To do a traditional bench press, lie flat on your back on a bench. At the top of the weight bench there is a rack that holds your barbell. A bench press can be done with various amounts of weights, but the amount on each end should be the same. To begin, your spotter lifts the barbell and helps you grasp it comfortably in each hand. Once your hands are placed comfortably, lower the barbell to the middle of your chest, exhale and slowly raise the bar over your chest and chin. Lower and repeat. At then end of your set, your spotter removes the barbell from your hands and places it back on the rack.

Recommended Exercises

A bench press involves several different muscle groups, including your arms, chest, shoulders and abdomen. Focus on each of these muscle groups to help build the stabilizer muscle groups necessary to improve your bench-press performance. Stoppani reports that using dumbbells will help strengthen your stabilizer muscles. Do biceps and triceps curls with dumbbells to help build the stabilizer muscles in your arms. Dumbbell presses, lifts and rows will help strengthen the stabilizer muscles in your chest and shoulders. Sit on a balance ball to do curls and lifts with the dumbbells to also give your core muscles an effective workout.

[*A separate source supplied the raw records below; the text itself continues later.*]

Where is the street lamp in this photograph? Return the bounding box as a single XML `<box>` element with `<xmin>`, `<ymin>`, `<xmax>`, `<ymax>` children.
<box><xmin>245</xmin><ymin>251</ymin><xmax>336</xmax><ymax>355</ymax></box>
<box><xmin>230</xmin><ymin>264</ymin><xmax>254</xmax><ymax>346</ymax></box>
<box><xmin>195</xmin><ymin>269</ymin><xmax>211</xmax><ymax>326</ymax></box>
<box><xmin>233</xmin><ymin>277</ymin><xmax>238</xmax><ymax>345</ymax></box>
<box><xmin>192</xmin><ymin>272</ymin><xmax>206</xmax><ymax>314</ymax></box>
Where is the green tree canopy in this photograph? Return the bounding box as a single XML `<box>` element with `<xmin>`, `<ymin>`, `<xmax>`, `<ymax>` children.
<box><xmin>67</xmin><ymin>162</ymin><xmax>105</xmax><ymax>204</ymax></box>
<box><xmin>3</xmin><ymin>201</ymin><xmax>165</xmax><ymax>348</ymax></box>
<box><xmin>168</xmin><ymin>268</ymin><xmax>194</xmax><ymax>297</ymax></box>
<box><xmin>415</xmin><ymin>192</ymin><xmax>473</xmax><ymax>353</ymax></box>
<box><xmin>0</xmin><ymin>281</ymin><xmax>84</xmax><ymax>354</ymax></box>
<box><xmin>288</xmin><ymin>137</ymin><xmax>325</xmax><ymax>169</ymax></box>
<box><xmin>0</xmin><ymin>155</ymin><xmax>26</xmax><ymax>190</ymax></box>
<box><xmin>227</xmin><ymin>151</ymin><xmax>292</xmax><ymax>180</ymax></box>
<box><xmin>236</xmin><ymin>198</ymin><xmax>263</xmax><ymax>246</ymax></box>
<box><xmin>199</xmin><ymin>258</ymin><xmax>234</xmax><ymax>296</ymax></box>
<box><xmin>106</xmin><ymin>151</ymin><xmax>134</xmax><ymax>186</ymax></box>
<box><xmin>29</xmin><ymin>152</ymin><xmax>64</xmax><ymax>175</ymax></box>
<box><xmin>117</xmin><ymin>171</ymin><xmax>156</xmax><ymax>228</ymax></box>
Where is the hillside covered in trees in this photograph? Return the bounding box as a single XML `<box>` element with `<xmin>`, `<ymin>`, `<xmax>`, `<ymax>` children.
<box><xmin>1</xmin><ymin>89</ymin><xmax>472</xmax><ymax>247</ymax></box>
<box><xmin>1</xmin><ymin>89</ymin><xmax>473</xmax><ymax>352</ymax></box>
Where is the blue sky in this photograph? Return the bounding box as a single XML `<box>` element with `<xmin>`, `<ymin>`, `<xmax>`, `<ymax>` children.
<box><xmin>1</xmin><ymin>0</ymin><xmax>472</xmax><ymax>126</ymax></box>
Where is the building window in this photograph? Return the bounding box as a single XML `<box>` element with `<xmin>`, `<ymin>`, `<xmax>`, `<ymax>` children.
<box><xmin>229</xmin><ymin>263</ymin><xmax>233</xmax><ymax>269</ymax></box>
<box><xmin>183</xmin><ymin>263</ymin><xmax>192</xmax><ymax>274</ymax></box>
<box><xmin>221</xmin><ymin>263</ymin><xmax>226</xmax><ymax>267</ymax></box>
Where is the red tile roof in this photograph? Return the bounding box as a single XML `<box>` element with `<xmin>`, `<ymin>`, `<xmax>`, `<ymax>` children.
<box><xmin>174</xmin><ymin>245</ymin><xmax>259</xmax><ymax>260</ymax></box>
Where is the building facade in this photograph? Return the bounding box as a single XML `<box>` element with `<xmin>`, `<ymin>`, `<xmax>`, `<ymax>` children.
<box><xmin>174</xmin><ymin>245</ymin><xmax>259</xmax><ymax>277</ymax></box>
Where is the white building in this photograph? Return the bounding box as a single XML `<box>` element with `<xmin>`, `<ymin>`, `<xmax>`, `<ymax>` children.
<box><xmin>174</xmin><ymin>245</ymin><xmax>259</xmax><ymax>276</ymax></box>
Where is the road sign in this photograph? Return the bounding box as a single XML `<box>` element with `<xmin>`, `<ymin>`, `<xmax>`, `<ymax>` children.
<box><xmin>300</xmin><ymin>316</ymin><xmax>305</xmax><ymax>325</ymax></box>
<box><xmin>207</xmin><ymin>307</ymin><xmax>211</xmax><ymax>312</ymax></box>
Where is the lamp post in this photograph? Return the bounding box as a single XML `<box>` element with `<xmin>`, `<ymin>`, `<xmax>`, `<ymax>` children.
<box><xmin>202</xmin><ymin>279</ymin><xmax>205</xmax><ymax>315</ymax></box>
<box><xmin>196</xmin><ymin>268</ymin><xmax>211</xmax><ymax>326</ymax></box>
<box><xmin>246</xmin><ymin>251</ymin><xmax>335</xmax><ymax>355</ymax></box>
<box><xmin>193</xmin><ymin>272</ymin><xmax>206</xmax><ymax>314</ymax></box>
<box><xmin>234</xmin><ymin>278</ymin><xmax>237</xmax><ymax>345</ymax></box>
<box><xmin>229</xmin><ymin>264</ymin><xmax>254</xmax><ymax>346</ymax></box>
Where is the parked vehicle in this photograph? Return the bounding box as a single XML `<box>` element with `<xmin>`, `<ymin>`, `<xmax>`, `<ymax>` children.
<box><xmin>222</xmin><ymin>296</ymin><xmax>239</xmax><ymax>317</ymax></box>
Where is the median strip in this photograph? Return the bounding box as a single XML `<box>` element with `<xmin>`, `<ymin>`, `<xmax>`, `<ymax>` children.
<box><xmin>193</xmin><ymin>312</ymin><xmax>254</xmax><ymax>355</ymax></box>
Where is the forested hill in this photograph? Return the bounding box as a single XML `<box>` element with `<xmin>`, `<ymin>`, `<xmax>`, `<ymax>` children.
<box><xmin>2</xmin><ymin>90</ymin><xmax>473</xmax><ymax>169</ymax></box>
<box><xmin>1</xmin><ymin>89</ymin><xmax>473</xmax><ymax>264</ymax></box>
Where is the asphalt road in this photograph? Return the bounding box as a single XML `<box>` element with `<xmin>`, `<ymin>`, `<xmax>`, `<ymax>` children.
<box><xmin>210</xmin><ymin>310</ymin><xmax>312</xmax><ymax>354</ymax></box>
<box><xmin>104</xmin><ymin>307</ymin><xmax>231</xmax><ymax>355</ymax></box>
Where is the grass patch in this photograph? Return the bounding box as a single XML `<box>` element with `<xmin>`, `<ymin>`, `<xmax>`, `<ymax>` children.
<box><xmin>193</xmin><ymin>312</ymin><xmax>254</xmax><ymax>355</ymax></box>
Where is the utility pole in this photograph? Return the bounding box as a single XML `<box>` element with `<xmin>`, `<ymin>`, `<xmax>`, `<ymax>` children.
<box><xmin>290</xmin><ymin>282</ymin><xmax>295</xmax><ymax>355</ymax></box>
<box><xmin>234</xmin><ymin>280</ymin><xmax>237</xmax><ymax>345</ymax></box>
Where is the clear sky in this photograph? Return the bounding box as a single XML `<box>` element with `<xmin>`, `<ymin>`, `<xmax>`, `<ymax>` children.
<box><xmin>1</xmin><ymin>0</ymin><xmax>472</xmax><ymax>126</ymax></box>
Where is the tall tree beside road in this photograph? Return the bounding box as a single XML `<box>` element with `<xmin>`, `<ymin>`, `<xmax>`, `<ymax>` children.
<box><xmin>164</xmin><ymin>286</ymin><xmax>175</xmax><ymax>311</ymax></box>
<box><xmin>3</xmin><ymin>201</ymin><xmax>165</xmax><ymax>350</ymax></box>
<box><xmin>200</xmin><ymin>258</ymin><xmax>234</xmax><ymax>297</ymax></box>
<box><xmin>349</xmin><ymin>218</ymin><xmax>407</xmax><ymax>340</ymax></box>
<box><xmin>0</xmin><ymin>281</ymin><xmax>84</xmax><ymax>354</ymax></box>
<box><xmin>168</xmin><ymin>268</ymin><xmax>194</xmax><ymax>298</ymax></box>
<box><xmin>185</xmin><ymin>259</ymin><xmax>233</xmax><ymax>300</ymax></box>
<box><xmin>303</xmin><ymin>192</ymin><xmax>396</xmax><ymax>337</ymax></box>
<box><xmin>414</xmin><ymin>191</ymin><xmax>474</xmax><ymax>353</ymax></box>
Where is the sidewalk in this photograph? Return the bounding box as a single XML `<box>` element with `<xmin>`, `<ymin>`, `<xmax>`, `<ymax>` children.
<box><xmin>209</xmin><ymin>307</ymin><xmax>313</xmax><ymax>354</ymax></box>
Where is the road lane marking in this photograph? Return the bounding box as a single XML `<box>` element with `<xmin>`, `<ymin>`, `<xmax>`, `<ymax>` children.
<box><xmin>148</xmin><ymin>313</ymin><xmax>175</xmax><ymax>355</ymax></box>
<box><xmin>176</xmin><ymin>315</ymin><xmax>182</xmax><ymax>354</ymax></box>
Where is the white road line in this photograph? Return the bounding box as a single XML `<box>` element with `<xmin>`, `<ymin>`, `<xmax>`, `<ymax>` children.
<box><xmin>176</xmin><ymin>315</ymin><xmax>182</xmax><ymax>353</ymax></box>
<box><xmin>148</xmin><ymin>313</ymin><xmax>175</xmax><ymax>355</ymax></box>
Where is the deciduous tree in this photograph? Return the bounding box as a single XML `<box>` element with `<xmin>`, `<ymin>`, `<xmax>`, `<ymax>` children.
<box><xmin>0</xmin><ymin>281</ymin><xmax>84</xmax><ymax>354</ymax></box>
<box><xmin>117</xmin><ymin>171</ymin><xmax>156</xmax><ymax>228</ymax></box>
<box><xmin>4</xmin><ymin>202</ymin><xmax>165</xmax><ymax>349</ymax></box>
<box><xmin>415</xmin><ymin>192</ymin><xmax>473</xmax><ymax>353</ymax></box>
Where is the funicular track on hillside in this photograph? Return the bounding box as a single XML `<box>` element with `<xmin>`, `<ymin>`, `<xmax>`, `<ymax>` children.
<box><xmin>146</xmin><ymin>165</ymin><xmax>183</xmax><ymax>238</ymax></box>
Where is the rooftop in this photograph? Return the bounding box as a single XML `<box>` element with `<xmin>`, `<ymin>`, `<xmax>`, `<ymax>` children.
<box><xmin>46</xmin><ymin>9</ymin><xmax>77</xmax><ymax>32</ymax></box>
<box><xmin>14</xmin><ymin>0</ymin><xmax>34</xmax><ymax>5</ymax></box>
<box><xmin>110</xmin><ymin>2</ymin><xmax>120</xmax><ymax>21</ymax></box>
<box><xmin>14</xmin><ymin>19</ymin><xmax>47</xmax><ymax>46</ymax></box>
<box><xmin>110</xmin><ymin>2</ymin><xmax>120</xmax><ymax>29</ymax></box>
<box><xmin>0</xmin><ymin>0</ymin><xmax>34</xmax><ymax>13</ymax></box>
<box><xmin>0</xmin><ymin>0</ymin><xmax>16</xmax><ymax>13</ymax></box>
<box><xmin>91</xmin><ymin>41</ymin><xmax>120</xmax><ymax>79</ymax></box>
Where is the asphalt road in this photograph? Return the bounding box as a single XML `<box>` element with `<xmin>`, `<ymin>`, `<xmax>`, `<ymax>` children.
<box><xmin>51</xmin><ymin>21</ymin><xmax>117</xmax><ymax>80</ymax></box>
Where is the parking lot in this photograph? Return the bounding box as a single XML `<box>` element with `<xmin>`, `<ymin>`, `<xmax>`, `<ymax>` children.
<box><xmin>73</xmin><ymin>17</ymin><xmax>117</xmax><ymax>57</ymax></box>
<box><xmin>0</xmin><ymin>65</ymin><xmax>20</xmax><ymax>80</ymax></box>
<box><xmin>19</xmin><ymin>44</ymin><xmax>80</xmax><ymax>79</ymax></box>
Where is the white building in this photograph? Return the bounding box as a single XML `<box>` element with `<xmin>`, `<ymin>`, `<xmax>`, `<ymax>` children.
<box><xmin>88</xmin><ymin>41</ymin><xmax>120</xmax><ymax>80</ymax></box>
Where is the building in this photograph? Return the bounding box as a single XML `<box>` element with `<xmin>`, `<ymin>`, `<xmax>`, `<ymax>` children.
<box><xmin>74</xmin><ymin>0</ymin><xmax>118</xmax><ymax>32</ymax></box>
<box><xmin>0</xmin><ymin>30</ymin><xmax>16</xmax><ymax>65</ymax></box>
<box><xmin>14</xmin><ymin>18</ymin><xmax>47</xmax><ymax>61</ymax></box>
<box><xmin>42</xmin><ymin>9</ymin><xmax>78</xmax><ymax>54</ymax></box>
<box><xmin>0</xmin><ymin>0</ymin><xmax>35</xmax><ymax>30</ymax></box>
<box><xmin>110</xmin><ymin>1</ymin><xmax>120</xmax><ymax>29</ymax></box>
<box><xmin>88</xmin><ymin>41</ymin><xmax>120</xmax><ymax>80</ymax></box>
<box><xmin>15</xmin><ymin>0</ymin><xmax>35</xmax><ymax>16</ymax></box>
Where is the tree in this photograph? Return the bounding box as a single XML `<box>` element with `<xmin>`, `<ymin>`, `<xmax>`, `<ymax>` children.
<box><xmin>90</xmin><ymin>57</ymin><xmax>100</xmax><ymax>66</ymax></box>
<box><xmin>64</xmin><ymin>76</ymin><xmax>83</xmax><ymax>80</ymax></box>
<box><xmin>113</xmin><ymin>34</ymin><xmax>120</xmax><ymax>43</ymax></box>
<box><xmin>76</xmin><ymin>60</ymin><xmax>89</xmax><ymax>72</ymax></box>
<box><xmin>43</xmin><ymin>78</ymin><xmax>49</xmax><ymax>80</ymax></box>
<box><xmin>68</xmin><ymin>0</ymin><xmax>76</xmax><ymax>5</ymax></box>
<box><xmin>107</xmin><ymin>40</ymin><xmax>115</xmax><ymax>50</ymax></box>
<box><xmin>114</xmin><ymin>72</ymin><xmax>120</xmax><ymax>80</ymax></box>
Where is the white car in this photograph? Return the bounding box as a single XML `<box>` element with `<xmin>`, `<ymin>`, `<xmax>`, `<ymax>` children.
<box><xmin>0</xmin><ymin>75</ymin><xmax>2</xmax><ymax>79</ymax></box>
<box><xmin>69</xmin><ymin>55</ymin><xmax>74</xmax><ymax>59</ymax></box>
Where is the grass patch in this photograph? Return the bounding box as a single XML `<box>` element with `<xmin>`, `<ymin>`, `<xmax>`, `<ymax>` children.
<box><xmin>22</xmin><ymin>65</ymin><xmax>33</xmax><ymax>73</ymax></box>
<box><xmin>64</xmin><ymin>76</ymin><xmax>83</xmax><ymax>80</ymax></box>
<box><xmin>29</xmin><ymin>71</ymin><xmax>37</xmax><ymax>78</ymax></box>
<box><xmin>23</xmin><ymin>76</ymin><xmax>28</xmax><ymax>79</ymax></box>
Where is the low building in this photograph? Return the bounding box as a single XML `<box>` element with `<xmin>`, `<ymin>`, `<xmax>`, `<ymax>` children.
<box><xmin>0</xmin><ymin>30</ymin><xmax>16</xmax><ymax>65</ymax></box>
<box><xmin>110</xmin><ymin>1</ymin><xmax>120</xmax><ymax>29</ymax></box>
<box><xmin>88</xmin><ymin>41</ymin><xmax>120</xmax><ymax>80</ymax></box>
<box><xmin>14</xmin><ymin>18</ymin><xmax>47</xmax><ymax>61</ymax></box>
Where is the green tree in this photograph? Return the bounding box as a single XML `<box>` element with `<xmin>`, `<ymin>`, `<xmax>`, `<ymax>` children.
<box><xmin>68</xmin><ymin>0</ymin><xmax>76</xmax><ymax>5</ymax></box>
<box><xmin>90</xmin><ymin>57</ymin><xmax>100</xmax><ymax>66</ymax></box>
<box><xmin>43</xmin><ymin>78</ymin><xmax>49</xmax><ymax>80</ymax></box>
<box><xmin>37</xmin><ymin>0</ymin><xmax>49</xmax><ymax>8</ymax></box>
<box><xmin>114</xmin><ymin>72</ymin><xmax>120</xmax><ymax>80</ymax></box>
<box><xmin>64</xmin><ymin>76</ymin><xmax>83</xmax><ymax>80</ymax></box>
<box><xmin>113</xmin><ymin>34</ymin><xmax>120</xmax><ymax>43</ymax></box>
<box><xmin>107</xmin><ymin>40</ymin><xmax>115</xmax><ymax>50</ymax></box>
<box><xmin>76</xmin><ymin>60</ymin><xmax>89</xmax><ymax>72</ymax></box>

Do not do a bench press without a spotter. Because the barbell is often heavy, the risk of dropping it on your chest increases without a spotter. Do not lift your back off the bench as your lower and lift the barbell. This might result in injury and won't provide you with an effective workout. Gradually add more weight when you bench press to help prevent injury. Don't set a goal for how much you would like to bench press and add that much weight to begin. It might take weeks or months to reach your goal, but working on your stabilizer muscles will help speed the process along.